The mystery inside the prayer book from the 13th century

After years of research efforts, scientists finally deciphered the content in the 13th-century handwritten manuscript, which was erased and overwritten into a prayer book.

Since then, what the greatest mathematician Archimedes of ancient times and one of the greatest people of all time - put into his nearly 1,000 years of work has been elucidated.

Picture 1 of The mystery inside the prayer book from the 13th century

The manuscript is a 13th-century Byzantine prayer book assembled using documents that appeared before that time - one of which has been copied by Greek mathematician Archimedes. Constantinople - the capital of the Roman Empire - in the 10th century.

In 1906, a Danish professor Johan Ludvig Heiberg discovered a set of goat skin with many sections that had been shaved off to make room for prayers that he could only read in part. Heiberg claims this is an unknown document by Archimedes called Archimedes Palimpsest. The book then went missing until it was auctioned off in a pretty bad state in 1998.

Picture 2 of The mystery inside the prayer book from the 13th century

Picture 3 of The mystery inside the prayer book from the 13th century

Using X-rays and techniques to image many different areas of the spectrum to reveal erasure from the Middle Ages, the team discovered that Archimedes' work contains the concept of infinity. as expected calculation with many geometric drawings and mathematical methods. Especially, until the 19th century, they were newly developed.

Along with the Greek mathematicians' treatises, the 10-page lecture of Hyperides - the famous rhetoric who lived in Athens around 350 BC and some pages of Aristotle philosopher from the second century or the third BC is also found under prayer prayers.

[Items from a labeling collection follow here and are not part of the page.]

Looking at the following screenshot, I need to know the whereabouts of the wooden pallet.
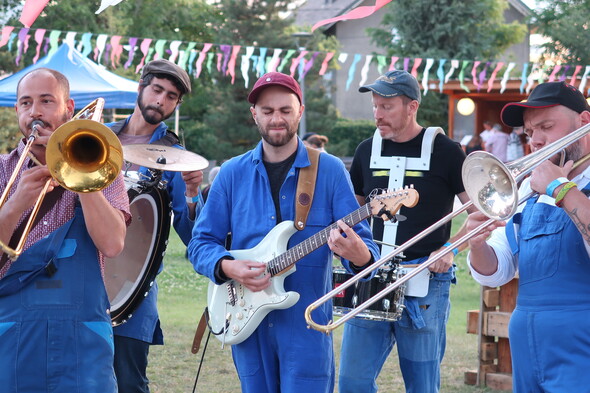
[465,278,518,390]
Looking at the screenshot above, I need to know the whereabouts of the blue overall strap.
[506,213,522,255]
[0,218,75,297]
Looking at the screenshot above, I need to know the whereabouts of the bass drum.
[104,179,172,326]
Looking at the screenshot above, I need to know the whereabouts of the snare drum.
[104,177,172,326]
[333,265,405,322]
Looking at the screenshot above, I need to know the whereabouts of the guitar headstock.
[369,185,419,221]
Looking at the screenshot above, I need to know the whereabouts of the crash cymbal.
[123,144,209,172]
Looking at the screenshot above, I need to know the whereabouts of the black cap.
[500,82,590,127]
[359,70,421,102]
[141,59,191,94]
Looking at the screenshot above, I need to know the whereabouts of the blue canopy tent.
[0,43,138,109]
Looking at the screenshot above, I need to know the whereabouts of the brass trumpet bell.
[45,119,123,193]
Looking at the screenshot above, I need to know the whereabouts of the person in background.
[189,72,379,393]
[338,70,468,393]
[479,120,494,151]
[0,68,131,393]
[304,134,329,153]
[107,59,203,393]
[467,82,590,393]
[485,124,510,162]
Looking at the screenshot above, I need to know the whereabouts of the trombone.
[305,124,590,334]
[0,98,123,261]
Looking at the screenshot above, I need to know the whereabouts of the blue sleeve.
[188,165,232,285]
[332,155,380,274]
[164,171,203,246]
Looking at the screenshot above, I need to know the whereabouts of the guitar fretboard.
[267,203,371,276]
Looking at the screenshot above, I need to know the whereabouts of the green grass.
[148,217,508,393]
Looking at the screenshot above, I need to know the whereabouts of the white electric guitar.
[207,188,418,345]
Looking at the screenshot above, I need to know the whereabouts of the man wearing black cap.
[467,82,590,393]
[339,70,468,393]
[107,59,203,393]
[189,72,378,393]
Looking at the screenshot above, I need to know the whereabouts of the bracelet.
[545,177,569,197]
[555,181,578,207]
[184,194,199,203]
[443,242,459,256]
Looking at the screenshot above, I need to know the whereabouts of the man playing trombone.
[467,82,590,393]
[339,70,468,393]
[0,68,131,393]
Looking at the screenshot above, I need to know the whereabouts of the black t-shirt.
[350,129,465,260]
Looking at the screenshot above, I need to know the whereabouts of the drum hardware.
[305,124,590,334]
[123,144,209,172]
[0,98,123,261]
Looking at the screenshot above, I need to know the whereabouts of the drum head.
[104,188,171,326]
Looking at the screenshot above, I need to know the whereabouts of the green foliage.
[368,0,527,129]
[325,118,375,157]
[0,108,21,154]
[534,0,590,64]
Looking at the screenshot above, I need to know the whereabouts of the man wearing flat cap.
[338,70,468,393]
[107,59,203,393]
[467,82,590,393]
[189,72,379,393]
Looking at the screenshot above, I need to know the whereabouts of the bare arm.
[80,192,127,258]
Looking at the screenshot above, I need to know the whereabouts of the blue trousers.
[338,273,451,393]
[115,336,150,393]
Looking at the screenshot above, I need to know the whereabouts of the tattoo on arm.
[565,208,590,243]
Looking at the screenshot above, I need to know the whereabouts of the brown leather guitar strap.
[294,147,320,231]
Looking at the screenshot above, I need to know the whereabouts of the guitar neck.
[267,203,371,276]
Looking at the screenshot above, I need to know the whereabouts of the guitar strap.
[294,147,320,231]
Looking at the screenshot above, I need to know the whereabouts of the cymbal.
[123,144,209,172]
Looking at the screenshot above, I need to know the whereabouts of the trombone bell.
[462,151,518,220]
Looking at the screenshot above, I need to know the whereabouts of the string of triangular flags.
[0,26,590,95]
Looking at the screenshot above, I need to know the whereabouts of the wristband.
[443,242,459,256]
[545,177,569,198]
[184,194,199,203]
[555,181,578,207]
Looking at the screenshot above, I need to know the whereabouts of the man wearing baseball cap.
[467,82,590,393]
[338,70,468,393]
[189,72,379,393]
[107,59,203,393]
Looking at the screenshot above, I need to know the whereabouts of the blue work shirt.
[106,116,203,344]
[189,140,379,391]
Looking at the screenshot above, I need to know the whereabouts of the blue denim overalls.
[0,206,116,393]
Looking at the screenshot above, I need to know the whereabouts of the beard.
[137,89,174,125]
[257,123,297,147]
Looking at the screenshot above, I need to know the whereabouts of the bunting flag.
[319,52,334,75]
[19,0,49,27]
[311,0,391,31]
[359,55,373,86]
[0,26,590,99]
[422,58,434,95]
[487,61,504,93]
[500,62,516,94]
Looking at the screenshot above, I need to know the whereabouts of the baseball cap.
[141,59,191,94]
[248,72,303,104]
[359,70,422,102]
[500,82,590,127]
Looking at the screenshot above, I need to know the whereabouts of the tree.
[533,0,590,64]
[369,0,527,126]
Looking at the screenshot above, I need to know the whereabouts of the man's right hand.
[221,259,270,292]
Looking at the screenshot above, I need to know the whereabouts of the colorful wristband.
[443,242,459,256]
[555,181,578,207]
[545,177,569,198]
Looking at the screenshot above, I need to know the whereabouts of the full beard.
[258,124,297,147]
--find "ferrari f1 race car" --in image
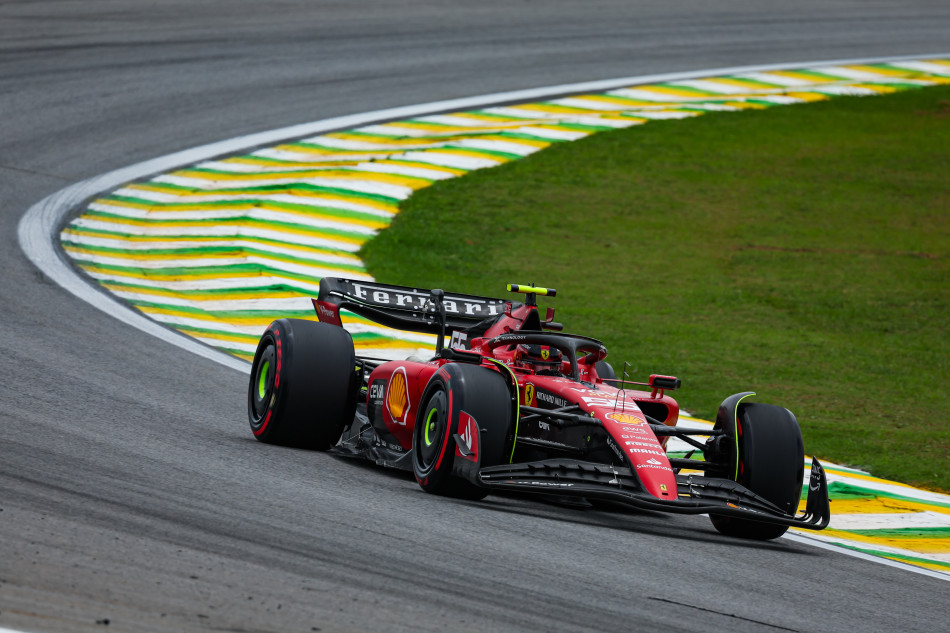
[247,278,830,539]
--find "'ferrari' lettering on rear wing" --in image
[319,277,520,334]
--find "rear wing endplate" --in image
[314,277,521,334]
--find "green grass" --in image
[362,86,950,490]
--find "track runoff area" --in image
[52,57,950,580]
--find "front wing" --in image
[478,458,831,530]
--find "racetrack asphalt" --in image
[0,0,950,632]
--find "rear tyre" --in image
[412,364,513,499]
[709,402,805,540]
[247,319,360,450]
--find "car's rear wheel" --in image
[709,396,805,540]
[412,364,513,499]
[247,319,360,450]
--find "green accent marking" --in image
[257,361,270,400]
[843,527,950,539]
[835,543,950,571]
[425,407,436,446]
[63,240,366,272]
[62,223,364,257]
[82,211,376,242]
[485,358,521,464]
[828,481,950,508]
[98,195,396,223]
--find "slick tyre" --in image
[709,402,805,540]
[412,364,514,499]
[247,319,360,450]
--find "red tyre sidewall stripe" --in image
[435,389,452,472]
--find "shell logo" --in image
[607,413,643,424]
[386,367,409,425]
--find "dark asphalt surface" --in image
[0,0,950,633]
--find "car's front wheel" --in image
[247,319,360,450]
[709,394,805,540]
[412,364,513,499]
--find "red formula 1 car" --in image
[248,278,830,539]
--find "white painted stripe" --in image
[71,218,362,253]
[303,136,446,153]
[809,85,881,97]
[516,125,590,141]
[675,79,756,98]
[781,531,950,581]
[352,161,456,180]
[96,192,395,219]
[404,150,503,170]
[485,106,637,128]
[549,97,637,112]
[193,328,263,354]
[830,509,950,530]
[756,95,805,105]
[418,112,511,127]
[608,88,709,103]
[683,99,748,112]
[69,253,362,281]
[825,471,950,504]
[17,53,950,470]
[805,66,912,83]
[356,123,465,139]
[251,147,392,160]
[62,232,363,267]
[113,290,313,314]
[736,73,815,88]
[630,110,699,120]
[452,138,542,156]
[796,532,950,564]
[89,202,377,235]
[195,160,330,174]
[883,60,950,76]
[153,174,412,200]
[86,271,328,297]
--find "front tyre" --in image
[709,394,805,540]
[412,364,514,499]
[247,319,360,450]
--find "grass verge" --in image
[362,86,950,491]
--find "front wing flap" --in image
[479,459,831,530]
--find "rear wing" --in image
[313,277,522,335]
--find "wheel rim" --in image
[251,342,277,422]
[417,391,448,470]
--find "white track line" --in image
[16,53,950,576]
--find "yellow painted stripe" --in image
[822,528,950,554]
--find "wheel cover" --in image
[251,342,277,422]
[418,391,448,470]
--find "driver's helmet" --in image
[515,344,561,372]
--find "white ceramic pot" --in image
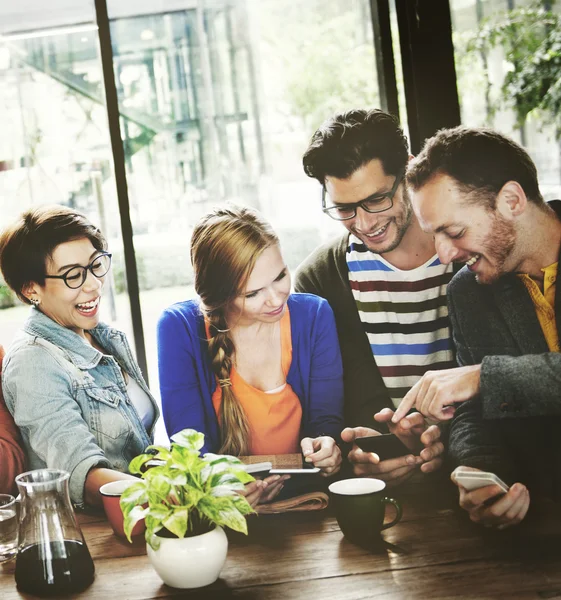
[146,526,228,589]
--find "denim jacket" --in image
[2,308,159,506]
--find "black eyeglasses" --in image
[45,252,112,290]
[321,169,405,221]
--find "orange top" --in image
[206,307,302,455]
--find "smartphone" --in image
[454,467,510,494]
[243,461,273,475]
[355,433,413,460]
[269,467,320,475]
[244,461,320,477]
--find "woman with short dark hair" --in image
[0,206,159,506]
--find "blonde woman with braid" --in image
[158,207,343,504]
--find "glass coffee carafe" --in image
[16,469,95,597]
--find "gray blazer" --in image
[448,200,561,496]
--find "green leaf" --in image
[123,506,149,542]
[162,506,189,538]
[120,480,148,510]
[129,454,154,474]
[121,429,254,548]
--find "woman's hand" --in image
[300,435,341,477]
[239,475,290,508]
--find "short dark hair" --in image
[406,126,543,208]
[0,205,107,304]
[303,108,409,185]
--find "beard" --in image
[475,214,516,285]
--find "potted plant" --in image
[121,429,253,588]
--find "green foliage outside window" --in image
[466,2,561,134]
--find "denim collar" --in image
[23,306,116,370]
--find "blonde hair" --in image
[191,206,278,456]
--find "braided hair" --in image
[191,206,278,456]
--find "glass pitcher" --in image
[16,469,95,596]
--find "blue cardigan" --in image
[158,294,343,453]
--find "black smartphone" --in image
[355,433,413,460]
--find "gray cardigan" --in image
[448,201,561,496]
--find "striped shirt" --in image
[347,235,457,406]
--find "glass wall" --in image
[0,0,379,441]
[108,0,379,414]
[0,0,132,346]
[450,0,561,199]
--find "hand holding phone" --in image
[453,467,510,494]
[355,433,412,461]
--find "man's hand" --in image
[374,408,444,473]
[341,427,422,486]
[300,435,342,477]
[450,467,530,529]
[392,365,481,423]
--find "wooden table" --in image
[0,476,561,600]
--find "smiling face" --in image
[26,238,104,336]
[410,174,516,284]
[227,244,290,325]
[325,159,413,254]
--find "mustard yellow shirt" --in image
[518,263,560,352]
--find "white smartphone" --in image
[269,467,319,475]
[243,461,273,475]
[454,467,510,494]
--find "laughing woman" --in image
[158,208,343,504]
[0,206,158,506]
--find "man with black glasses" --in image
[295,110,448,484]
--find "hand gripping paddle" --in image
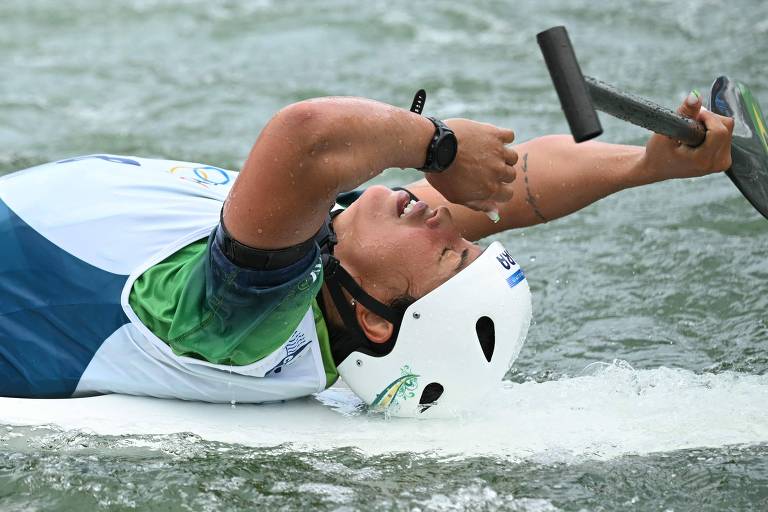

Picture 4 of The mystery inside the prayer book from the 13th century

Michael Sharp, the editor of the book, says infinity is a concept that is "very important for the history of mathematics in particular and in general science".

In addition, this may be the only copy containing the content of the Stomachion treatise , in which Archimedes investigated how many ways to create a perfect square from 14 polygons. And the answer is 17,152 combined.

'This work has a great idea, being the first step in the development of combinational and probability. Previously, we had always thought that it was not until the 17th or 18th centuries that the combination method was discovered , 'Mr. Sharp added.